Gemeinsames Konstruktionsmerkmal der verschiedenen Systemböden ist heute die mit Spindelstützen höhenverstellbare Unterkonstruktion. Bei den so genannten Doppelböden entsteht die tragende Bodenfläche aus einzelnen, wieder aufnehmbaren und industriell vorgefertigten Plattenelementen. Hohlböden dagegen entstehen durch die Auflage einer verlorenen Schalung, auf der ein Estrichmörtel als Tragschicht gegossen wird.

Es kann aber auch durch das Zusammenfügen von vorgefertigten Plattenelementen in Trockenbauweise eine zusammenhängende Tragschicht erstellt werden. Der Zugang zum Bodenhohlraum bei Hohlböden erfolgt über Revisionsöffnungen und so genannte Doppelbodentrassen in Doppelbodenbauweise.

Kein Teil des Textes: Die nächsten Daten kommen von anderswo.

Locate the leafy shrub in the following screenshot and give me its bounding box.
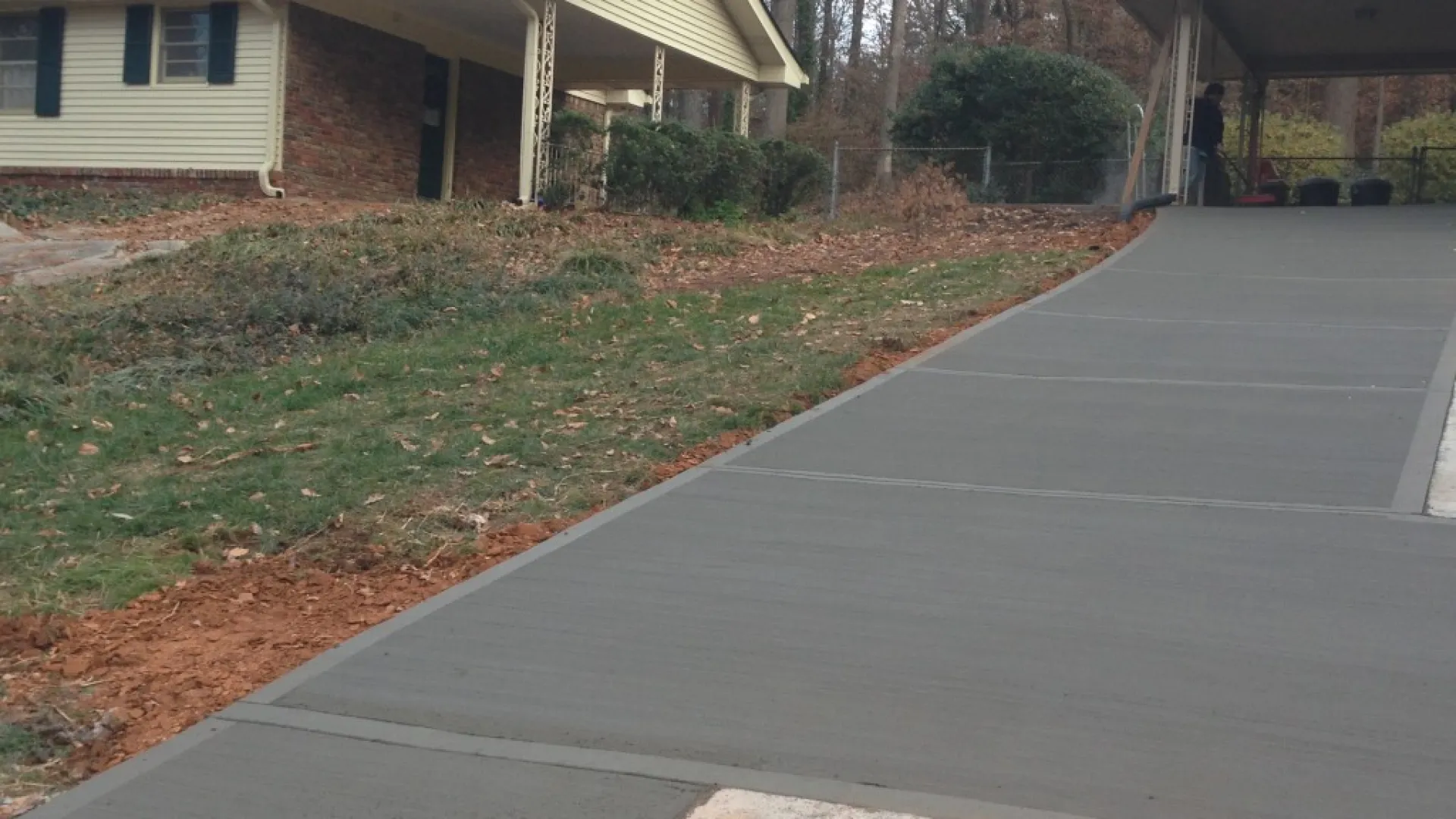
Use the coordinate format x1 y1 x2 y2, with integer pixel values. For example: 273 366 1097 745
894 46 1136 177
760 140 828 215
1380 112 1456 202
607 117 703 214
1230 111 1347 185
686 130 767 215
607 118 828 221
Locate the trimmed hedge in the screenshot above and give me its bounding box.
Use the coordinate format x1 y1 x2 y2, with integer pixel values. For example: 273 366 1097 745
607 117 828 218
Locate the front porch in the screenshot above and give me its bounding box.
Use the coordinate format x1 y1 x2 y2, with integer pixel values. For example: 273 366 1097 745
282 0 804 202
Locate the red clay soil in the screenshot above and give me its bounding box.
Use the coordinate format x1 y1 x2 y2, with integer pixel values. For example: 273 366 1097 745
0 209 1146 817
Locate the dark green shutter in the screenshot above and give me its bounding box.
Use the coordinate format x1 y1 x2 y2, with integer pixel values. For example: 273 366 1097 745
121 3 155 86
207 3 237 86
35 9 65 117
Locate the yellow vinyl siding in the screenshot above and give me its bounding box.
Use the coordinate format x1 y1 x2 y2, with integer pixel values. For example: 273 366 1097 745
557 0 758 80
0 3 277 171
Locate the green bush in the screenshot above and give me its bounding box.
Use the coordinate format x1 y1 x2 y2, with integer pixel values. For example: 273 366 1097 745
607 118 828 221
760 140 828 215
1380 112 1456 202
894 46 1136 177
684 130 766 215
1232 112 1353 185
607 117 703 214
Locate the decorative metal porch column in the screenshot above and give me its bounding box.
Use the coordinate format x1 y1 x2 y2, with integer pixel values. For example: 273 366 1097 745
734 83 753 137
535 0 556 196
652 46 667 122
1163 0 1203 196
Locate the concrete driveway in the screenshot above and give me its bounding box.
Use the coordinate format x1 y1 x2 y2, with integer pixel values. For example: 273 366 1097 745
35 210 1456 819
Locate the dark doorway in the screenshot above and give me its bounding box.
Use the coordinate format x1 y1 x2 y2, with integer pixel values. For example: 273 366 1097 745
418 54 450 199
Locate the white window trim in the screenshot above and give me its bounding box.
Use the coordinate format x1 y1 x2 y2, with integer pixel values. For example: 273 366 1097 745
152 3 212 89
0 9 41 117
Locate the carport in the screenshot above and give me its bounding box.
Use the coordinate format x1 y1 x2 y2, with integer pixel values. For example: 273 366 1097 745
1121 0 1456 196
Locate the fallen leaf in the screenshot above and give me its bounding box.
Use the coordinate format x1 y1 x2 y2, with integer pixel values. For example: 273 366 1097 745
86 484 121 500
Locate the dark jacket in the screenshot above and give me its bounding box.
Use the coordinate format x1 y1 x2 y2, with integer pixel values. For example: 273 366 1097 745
1188 96 1223 153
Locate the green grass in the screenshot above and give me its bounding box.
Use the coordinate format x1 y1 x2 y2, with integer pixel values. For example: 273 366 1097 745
0 185 221 224
0 204 1078 612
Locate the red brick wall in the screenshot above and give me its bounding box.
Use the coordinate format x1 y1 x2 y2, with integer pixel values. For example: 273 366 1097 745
280 3 425 201
454 60 521 201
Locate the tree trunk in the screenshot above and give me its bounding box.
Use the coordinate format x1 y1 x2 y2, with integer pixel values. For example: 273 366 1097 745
764 0 799 140
1325 77 1360 156
875 0 907 188
1062 0 1078 54
814 0 839 99
930 0 951 46
677 90 708 131
849 0 864 68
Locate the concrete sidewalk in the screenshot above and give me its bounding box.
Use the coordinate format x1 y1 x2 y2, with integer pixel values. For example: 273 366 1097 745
33 209 1456 819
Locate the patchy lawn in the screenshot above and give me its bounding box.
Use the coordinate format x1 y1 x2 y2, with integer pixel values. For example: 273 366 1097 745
0 199 1134 816
0 185 221 228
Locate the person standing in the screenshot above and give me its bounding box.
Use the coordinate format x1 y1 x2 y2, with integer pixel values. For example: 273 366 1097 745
1188 83 1225 204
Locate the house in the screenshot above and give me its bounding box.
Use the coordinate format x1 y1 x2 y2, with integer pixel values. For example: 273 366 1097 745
0 0 805 201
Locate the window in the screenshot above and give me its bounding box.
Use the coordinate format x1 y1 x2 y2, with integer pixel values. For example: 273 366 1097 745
157 9 212 83
0 16 41 114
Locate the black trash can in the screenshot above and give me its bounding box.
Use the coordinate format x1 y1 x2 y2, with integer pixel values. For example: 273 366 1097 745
1350 177 1395 207
1299 177 1339 207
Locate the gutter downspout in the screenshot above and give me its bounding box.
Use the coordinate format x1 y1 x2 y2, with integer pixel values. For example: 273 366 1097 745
511 0 541 207
249 0 288 199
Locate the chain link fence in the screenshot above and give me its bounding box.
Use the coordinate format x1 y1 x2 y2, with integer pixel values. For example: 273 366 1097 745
989 156 1162 206
828 146 1162 217
1412 146 1456 204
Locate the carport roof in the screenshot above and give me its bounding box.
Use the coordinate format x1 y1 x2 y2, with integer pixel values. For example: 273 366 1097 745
1119 0 1456 79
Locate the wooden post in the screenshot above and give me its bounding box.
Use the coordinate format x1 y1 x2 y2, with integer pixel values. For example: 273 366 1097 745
1122 32 1175 204
1247 77 1269 194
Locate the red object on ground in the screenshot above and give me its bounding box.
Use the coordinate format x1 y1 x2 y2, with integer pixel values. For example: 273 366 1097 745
1233 194 1279 207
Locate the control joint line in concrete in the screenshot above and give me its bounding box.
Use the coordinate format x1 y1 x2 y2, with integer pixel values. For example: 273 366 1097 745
712 465 1426 516
1391 310 1456 514
220 702 1086 819
912 367 1426 392
1108 267 1456 284
1027 310 1448 332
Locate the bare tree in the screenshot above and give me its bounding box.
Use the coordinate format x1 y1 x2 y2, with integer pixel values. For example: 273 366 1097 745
875 0 907 187
814 0 839 99
1062 0 1078 54
930 0 951 46
766 0 799 139
1325 77 1360 156
849 0 864 68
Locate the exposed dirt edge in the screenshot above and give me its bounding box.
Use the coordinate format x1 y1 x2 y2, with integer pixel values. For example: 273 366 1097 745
0 221 1146 819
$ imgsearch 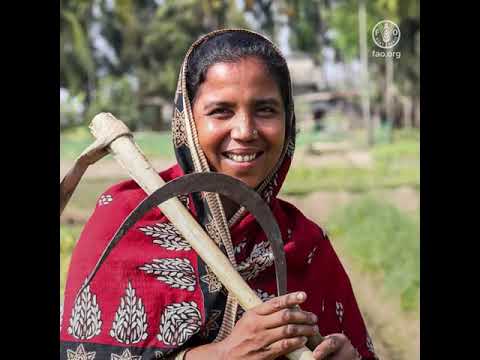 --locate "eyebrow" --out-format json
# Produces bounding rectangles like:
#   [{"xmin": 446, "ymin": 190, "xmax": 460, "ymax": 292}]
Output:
[{"xmin": 203, "ymin": 97, "xmax": 281, "ymax": 111}]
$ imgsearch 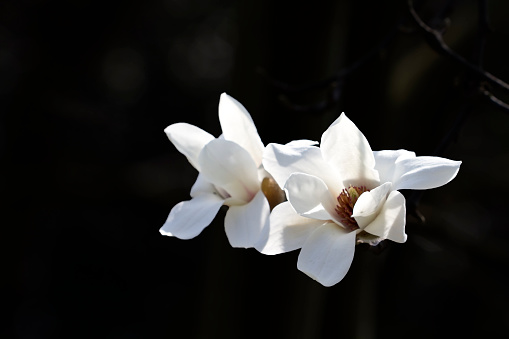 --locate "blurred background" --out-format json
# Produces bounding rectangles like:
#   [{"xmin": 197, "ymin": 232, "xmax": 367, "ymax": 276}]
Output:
[{"xmin": 0, "ymin": 0, "xmax": 509, "ymax": 339}]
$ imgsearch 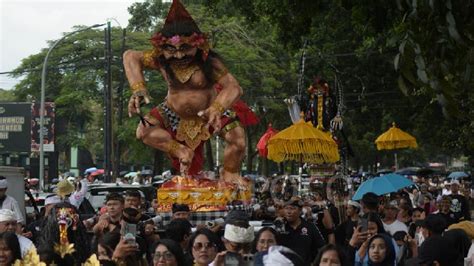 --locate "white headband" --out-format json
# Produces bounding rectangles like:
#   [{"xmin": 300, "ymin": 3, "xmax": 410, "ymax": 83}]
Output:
[
  {"xmin": 44, "ymin": 195, "xmax": 61, "ymax": 206},
  {"xmin": 263, "ymin": 246, "xmax": 294, "ymax": 266},
  {"xmin": 0, "ymin": 209, "xmax": 16, "ymax": 222},
  {"xmin": 224, "ymin": 224, "xmax": 255, "ymax": 243},
  {"xmin": 0, "ymin": 179, "xmax": 8, "ymax": 189},
  {"xmin": 347, "ymin": 200, "xmax": 361, "ymax": 210}
]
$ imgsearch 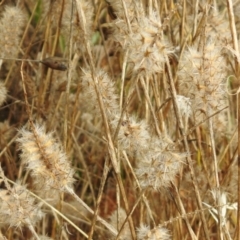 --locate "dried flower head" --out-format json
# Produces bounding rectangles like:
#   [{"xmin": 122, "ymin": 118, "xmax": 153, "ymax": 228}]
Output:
[
  {"xmin": 82, "ymin": 70, "xmax": 119, "ymax": 119},
  {"xmin": 113, "ymin": 13, "xmax": 173, "ymax": 76},
  {"xmin": 0, "ymin": 167, "xmax": 43, "ymax": 229},
  {"xmin": 17, "ymin": 124, "xmax": 74, "ymax": 191},
  {"xmin": 178, "ymin": 42, "xmax": 226, "ymax": 117},
  {"xmin": 112, "ymin": 117, "xmax": 150, "ymax": 154},
  {"xmin": 0, "ymin": 6, "xmax": 25, "ymax": 58},
  {"xmin": 135, "ymin": 138, "xmax": 186, "ymax": 190},
  {"xmin": 137, "ymin": 225, "xmax": 171, "ymax": 240}
]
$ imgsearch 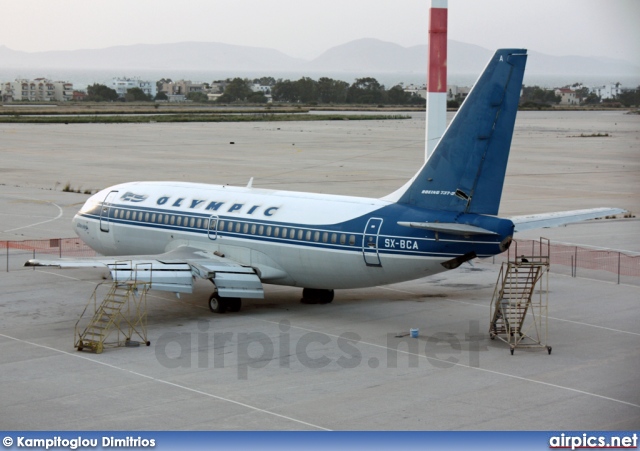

Bedeutung für die Gebäudenutzung

Auch in der Zukunft werden neue Büro- und Arbeitsplatzkonzepte bzw. sich weiter entwickelnde Organisations- oder Nutzungsformen in Unternehmen und Verwaltung den Flächen­bedarf minimieren. Gleichzeitig werden die Qualitätsanforderungen hinsichtlich Tragfähigkeit, Brandschutz, Schallschutz, Gestaltung und Flexibilität an die Gebäudeflächen weiter steigen. Die moderne Bürokommunikation, Gebäudeautomation sowie die Organisation und der physikalische Transport von Energie, Luft, Wasser und Trägermedien sonstiger Art erfordern eine intelligente Systemintegration. Systemböden sind für diese Aufgabe prädestiniert. Im Sinne einer variablen, nachhaltigen und langlebigen Gebäudenutzung bekommt der Systemboden eine gebäudetechnische Adapterfunktion. Des Weiteren legt die europäische Kommission in einem Normungsmandat fest, dass der Systemboden als sicherheitsrelevantes Bauteil zu sehen ist. Diese Aspekte zeigen die besondere Bedeutung dieser Bauart.


Planung von Systemböden

Raumarchitektur, Flächenbeanspruchung und das Vernetzen digital angesteuerter Anlagen, Maschinen, Präsentationszentren und Arbeits­plätzen in der Installationsebene von Hohl- oder Doppelböden ruft grundsätzliche Eigenschaften für Systemböden auf den Plan. Die Aufnahme von Nutz- und Verkehrslasten, Nutzungssicherheit, Oberflächengestaltung, Ableitung statischer Ladungen und die Pflege bzw. Hygiene bilden ein Anforderungsprofil, das ohne Einschränkung der Gebrauchstauglichkeit zu erfüllen ist. Mit Blick auf die Sicher­heit sind das Festlegen der Tragfähigkeitsanforderungen und damit die Sicherstellung der Gebrauchstauglichkeit die wesentlichen Elemente der Bemessung.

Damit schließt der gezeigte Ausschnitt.